Co-ordination between European authorities
The DPC’s decision is illustrative of extent of central EU coordination of GDPR enforcement, which has the potential to increase the level of penalties imposed. It is understood that at least six European regulators (specifically, Finland, France, Germany, Italy, the Netherlands and Norway) raised objections to the DPC’s draft decision (in its capacity as lead supervisory authority regarding Instagram).
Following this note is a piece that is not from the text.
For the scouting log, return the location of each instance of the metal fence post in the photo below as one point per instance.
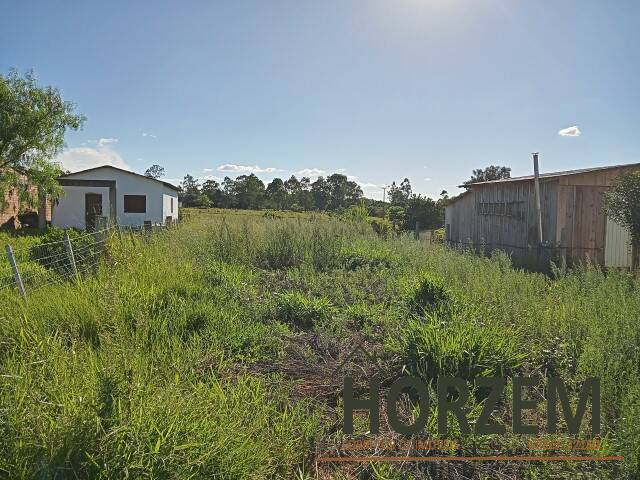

As certain concerned European supervisory authorities disagreed with the DPC’s draft decision and the national regulators were unable to reach a consensus, the matter was referred to the European Data Protection Board (“EDPB”) for dispute resolution decision (per Article 65 of the GDPR). The EDPB announced on 29 July 2022 that it had reached its binding decision, to be adopted by the DPC. It is not clear, to what extent this process has led to the penalty on Instagram being “bid up” but it has previously been reported that similar objections raised by other EU member states last year in relation to the DPC’s draft decision against WhatsApp led to an initially proposed €30 - €50 million fine being increased to €225 million
Horizon-scanning regarding future enforcement action
The Instagram penalty appears to be the latest in a series of more frequent and significant fines being imposed for breaches of data protection law, ranging from the DPC’s December 2020 fine of Twitter for €405,000 to the Luxembourg National Commission for Data Protection’s July 2021 fine against Amazon for €746 million (read our related UpData article here). Moreover, the DPC continues to actively pursue investigations in respect of potential GDPR violations– including two investigations launched last September against TikTok.
It is apparent that GDPR breaches are being taken increasingly seriously by regulators across the EU. Fines have increased, and - given the size of some of the company’s involved - are increasingly involving very considerable figures (GDPR fines are benchmarked against a percentage of firms’ global revenue). It will be imperative that companies manage operations and compliance procedures in accordance with the GDPR. This is an evolving area of law; as more investigations conclude and decisions are issued, companies (and their legal advisors) should recognise that the enforcement of data protection law is growing “teeth” across the EU. Nonetheless, presently, a degree of legal uncertainty remains to be grappled with as companies (Meta included) attempt to appeal penalties imposed for GDPR breaches.
This trend also emphasises the increasing potential divergence on approach to enforcement being adopted by the UK’s ICO and European regulators.